We are fast becoming – or have already become – a generation of cyborgs. Our very desires, impulses and emotions are coded and constructed by complex sets of algorithms, AIs and big data sets to the point where even our ‘deepest’ feelings are inseparable from the logic of machines. This talk approaches the transformations in subjectivity heralded by new technology via a discussion of love. Are love and desire – essential aspects of social life – being transformed by technology? If so, what politics are these changes to our fundamental being serving?
Exploring dating apps, smart condoms, sex robots, AI dating, VR girlfriends, social media and dating simulators, Alfie Bown discusses how intersubjective relationships are mutating in the technocapitalist era.
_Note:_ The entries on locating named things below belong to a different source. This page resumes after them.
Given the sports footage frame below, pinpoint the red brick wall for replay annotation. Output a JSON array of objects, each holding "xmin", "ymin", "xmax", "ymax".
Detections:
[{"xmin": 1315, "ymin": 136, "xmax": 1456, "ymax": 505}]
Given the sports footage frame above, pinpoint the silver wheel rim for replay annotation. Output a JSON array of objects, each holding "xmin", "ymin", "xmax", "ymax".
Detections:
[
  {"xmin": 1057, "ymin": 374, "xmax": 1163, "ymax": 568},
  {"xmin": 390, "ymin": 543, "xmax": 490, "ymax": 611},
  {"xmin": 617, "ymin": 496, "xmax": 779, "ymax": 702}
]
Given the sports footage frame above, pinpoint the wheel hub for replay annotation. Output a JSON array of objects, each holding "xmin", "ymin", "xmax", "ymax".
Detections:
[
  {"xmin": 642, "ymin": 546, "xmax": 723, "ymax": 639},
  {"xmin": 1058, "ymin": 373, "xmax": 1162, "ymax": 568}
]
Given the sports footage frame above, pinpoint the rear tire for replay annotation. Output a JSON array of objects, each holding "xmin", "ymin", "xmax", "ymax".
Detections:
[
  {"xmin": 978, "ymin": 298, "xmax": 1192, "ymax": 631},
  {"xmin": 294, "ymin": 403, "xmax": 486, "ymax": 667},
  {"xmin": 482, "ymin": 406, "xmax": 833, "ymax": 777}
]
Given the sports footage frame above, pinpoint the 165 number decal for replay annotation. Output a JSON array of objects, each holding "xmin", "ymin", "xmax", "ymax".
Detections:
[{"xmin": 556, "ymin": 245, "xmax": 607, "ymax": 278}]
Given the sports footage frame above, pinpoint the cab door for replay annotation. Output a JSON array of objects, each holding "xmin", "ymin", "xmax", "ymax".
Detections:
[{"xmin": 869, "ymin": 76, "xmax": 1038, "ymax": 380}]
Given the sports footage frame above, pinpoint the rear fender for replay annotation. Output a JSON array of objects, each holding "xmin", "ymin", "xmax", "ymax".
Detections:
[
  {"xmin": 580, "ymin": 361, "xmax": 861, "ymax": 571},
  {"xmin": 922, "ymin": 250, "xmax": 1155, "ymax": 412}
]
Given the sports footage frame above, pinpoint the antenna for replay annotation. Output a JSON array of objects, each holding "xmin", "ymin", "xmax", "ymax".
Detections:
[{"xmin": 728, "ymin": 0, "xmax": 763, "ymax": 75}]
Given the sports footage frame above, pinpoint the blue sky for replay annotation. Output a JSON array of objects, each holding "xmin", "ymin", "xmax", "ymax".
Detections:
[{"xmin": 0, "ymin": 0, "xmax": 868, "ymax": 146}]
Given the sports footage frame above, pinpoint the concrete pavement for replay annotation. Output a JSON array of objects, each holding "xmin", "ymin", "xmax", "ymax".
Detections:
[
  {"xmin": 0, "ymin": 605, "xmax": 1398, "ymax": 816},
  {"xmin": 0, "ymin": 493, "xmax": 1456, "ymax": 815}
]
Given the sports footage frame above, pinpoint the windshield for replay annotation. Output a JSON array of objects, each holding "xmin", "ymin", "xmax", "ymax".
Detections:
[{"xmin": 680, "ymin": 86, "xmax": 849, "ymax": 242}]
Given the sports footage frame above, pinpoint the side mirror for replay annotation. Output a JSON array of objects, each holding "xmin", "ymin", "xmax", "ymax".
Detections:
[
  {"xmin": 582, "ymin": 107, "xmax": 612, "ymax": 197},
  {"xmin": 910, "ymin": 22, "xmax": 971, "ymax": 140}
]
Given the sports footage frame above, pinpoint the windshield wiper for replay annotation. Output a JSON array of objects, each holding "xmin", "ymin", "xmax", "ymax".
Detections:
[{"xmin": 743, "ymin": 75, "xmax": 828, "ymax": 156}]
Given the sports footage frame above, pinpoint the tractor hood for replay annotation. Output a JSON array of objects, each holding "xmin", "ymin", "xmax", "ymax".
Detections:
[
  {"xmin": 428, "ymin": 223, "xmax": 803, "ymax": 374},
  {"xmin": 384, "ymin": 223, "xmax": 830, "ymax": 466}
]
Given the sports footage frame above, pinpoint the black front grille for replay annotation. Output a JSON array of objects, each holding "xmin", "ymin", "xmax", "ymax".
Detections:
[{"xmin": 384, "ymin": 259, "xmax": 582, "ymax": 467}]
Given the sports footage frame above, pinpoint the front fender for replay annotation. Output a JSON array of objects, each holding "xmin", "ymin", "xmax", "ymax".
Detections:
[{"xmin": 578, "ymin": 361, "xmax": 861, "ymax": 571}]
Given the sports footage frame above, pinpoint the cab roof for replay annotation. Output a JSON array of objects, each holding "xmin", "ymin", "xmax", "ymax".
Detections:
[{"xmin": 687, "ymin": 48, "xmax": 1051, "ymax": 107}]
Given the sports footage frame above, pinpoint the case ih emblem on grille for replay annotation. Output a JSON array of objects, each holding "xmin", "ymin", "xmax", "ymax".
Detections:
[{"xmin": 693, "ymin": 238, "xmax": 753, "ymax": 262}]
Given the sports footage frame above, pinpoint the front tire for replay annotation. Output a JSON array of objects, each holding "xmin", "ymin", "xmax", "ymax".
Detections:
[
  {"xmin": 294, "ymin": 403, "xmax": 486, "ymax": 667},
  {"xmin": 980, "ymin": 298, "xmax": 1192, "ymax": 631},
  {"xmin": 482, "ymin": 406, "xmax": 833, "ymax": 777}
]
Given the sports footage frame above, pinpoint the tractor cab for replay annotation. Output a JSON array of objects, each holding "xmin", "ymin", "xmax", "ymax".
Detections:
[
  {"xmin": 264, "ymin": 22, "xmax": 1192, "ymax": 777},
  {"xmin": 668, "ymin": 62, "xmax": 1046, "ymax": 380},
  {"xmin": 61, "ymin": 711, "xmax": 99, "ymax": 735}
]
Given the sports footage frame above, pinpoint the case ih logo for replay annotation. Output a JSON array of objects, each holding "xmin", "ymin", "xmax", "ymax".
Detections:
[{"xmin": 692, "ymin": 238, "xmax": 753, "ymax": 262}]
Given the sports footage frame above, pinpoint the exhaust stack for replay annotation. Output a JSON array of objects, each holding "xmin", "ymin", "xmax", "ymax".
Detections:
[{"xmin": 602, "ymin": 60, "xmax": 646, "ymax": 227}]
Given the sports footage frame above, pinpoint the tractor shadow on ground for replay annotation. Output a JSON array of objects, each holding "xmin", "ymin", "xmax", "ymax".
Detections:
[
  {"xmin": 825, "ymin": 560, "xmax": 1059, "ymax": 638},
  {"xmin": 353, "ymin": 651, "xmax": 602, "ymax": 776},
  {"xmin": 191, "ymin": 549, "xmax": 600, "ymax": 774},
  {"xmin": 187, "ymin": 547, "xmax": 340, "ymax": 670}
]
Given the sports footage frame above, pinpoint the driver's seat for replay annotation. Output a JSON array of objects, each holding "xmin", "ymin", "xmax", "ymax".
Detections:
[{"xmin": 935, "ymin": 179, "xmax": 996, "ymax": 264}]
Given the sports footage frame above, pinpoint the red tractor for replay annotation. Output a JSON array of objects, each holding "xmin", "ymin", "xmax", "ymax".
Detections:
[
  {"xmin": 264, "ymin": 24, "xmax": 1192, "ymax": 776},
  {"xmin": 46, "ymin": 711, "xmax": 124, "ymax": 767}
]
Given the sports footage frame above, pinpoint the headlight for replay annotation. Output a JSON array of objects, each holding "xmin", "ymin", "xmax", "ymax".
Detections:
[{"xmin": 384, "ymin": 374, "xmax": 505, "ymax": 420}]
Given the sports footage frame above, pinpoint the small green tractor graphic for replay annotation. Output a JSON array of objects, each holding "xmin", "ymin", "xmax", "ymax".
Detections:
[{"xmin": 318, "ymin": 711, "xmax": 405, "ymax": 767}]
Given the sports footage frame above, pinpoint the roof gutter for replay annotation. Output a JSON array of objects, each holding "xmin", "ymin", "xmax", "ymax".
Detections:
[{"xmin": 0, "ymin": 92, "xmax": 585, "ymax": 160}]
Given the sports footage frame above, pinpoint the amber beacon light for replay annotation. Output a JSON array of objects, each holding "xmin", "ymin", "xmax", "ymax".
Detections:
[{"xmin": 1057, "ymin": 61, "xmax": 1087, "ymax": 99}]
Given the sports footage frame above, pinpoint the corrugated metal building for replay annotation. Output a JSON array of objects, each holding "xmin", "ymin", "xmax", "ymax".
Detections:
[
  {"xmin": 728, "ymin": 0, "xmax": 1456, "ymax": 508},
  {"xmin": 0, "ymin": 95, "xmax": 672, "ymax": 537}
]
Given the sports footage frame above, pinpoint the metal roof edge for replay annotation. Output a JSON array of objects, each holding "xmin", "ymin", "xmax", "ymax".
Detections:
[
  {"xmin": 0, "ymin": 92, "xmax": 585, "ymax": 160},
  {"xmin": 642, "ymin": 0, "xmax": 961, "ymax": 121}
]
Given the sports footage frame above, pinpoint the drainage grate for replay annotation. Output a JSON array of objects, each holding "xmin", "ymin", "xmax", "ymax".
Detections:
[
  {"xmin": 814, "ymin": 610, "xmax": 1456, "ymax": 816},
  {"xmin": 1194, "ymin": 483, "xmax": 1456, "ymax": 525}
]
Using psychoanalysis to decode these changes, he asks whether this discourse is made redundant with the shift to computational understandings of our mind and emotions, or whether a revitalised psychoanalytic discourse can help navigate the technological future.
Alfie Bown teaches Digital Arts and Literature at Royal Holloway University London and Literature and Technology at the University of Manchester. He specialises in psychoanalysis, videogames and other digital media. His books include The Playstation Dreamworld (Polity, 2017) and In the Event of Laughter (Bloomsbury, 2018). He also writes journalism for The Guardian, The Paris Review and other places and is editor of Everyday Analysis.